Stacey Clark, who started working at the Steeplegate Mall in 2010 at Things Remembered (now closed) and now is at Jewelers Workbench at the mall, said much has changed there.
"Six years ago, the place was packed and full of stores and everyone was busy," Clark said Thursday. Today, "it's pretty slow right now."
"I'm hoping these new owners will make it better," she said. "We need to make it better."
Other Granite State malls have received makeovers through the years.
"Bedford Mall and the Nashua Mall were both struggling malls," said Donald Eaton, managing director of asset management for Colliers International New Hampshire. "They were redeveloped and are now successful."
Not every mall is a gold mine.
"The enclosed mall industry is struggling nationwide, so there are a number of malls, such as Steeplegate, across the country, that are having trouble competing against the new mode of retail, which is a lot of online shopping not to mention some overbuilding," Eaton said, noting that Colliers was managing Steeplegate for its bondholders.
"You are seeing malls doing all sort of things with their area that you might not have seen in the past," Eaton said. "At Steeplegate, we put in some unconventional uses like a bounce house and a performing arts theater."
The state's biggest mall player is Simon Property Group, which owns four malls and one premium outlet center here, including the Mall of New Hampshire in Manchester.
"I think if you look, they (Simon) are doing some unconventional uses and more nontraditional uses," Eaton said.
At the mall in Manchester, Opry Glowgolf, which offers glow-in-the-dark miniature golf, has filled space left by a departed crafts store.
"Miniature golf is a natural fit for mall operators who want to fill up vacant storefronts and add an experiential element to their offerings without a major renovation," said the company's website.
A Simon spokeswoman would not answer questions about Steeplegate or its own malls.
According to Simon's website, its U.S. malls and premiums outlets were 95.6 percent occupied as of March 31, a slight downtick from the 95.8 percent rate a year earlier. Information wasn't broken down for each location.
Steeplegate, including its large anchor stores, total about 482,000 square feet, Eaton said. By comparison, the Mall of New Hampshire, excluding its anchor stores, measures 383,492 square feet and was assessed at $145 million, according to city records. A Simon spokeswoman confirmed that those figures didn't include the separately owned anchor stores, such as Macy's and Sears.

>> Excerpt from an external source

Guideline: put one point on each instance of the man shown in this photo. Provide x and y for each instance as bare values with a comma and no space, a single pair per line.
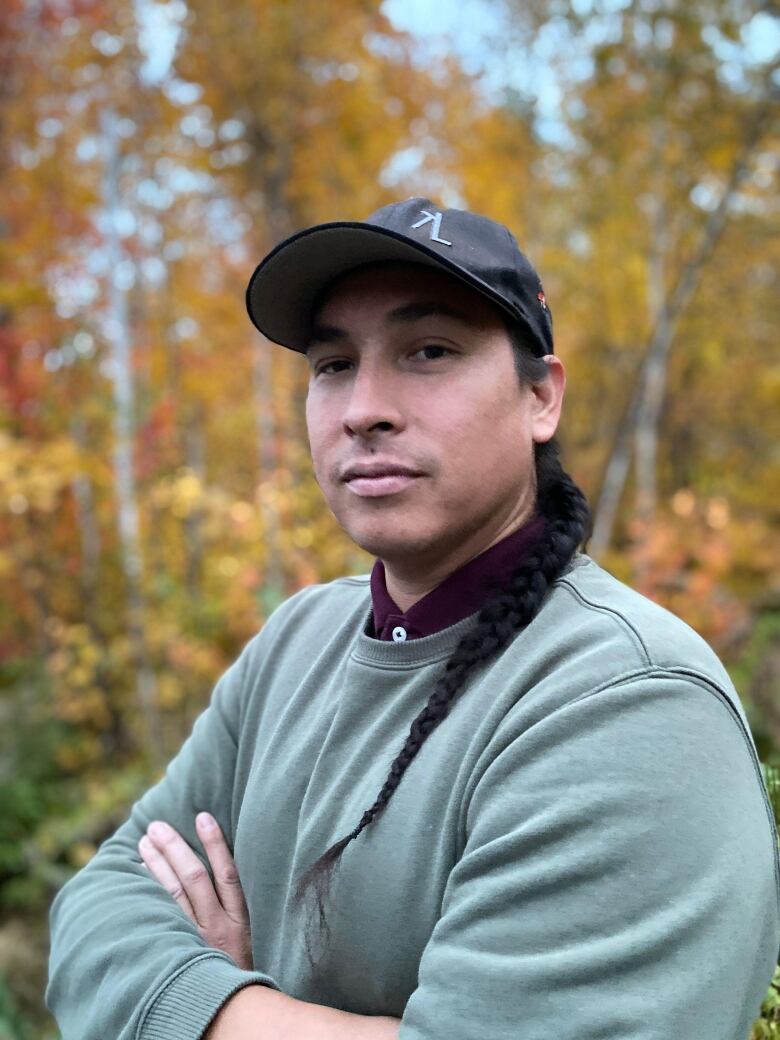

Bob Sheehan, vice president of research of KeyPoint Partners in Burlington, Mass., tracks commercial properties in southern New Hampshire.

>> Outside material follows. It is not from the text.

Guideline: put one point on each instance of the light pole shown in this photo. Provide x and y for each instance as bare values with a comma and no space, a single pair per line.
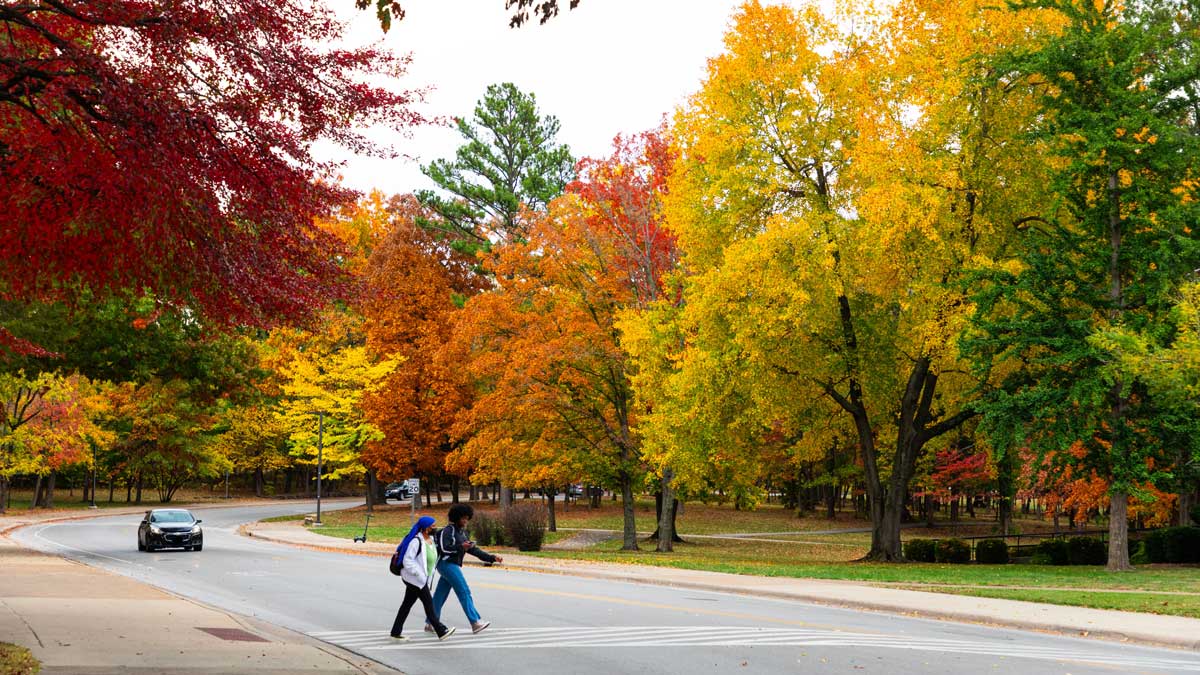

"Enclosed malls aren't getting built any longer," Sheehan said, partly due to fewer people shopping at department stores.
"I think in southern New Hampshire, the Pheasant Lane Mall and Mall at Rockingham Park are in very good shape," he said. "They're successful malls and do have some longterm viability.
"The Mall of New Hampshire, it's not quite as strong as the other two, and the other two play off the Massachusetts traffic," Sheehan said.
New Hampshire's lack of a sales tax acts as a magnet for the Nashua and Salem malls to attract shoppers looking to escape the 6.25 percent sales tax in Massachusetts.
Getting Glowgolf at the Mall of New Hampshire is "not an ideal replacement tenant, but that's as good as they're able to do" and might produce less rental income, he said.
"What Simon is able to do is leverage one mall location off another, so many times when they cut deals with retailers," Sheehan said, "they're cutting multiple location deals. If you want Pheasant Lane and Salem, we need you at the Mall of New Hampshire, too."
More available retail space will come on the market soon with news that Sports Authority is closing all its stores, including four in southern New Hampshire
Sheehan said brick-and-mortar stores are contending with people who prefer shopping online.
"You have to be in both venues," Sheehan said. He said stores often are putting more money into online operations and focusing less on actual buildings.
"They're able to manage with less space since they had that online presence," he said. "And, of course, Amazon isn't helping things."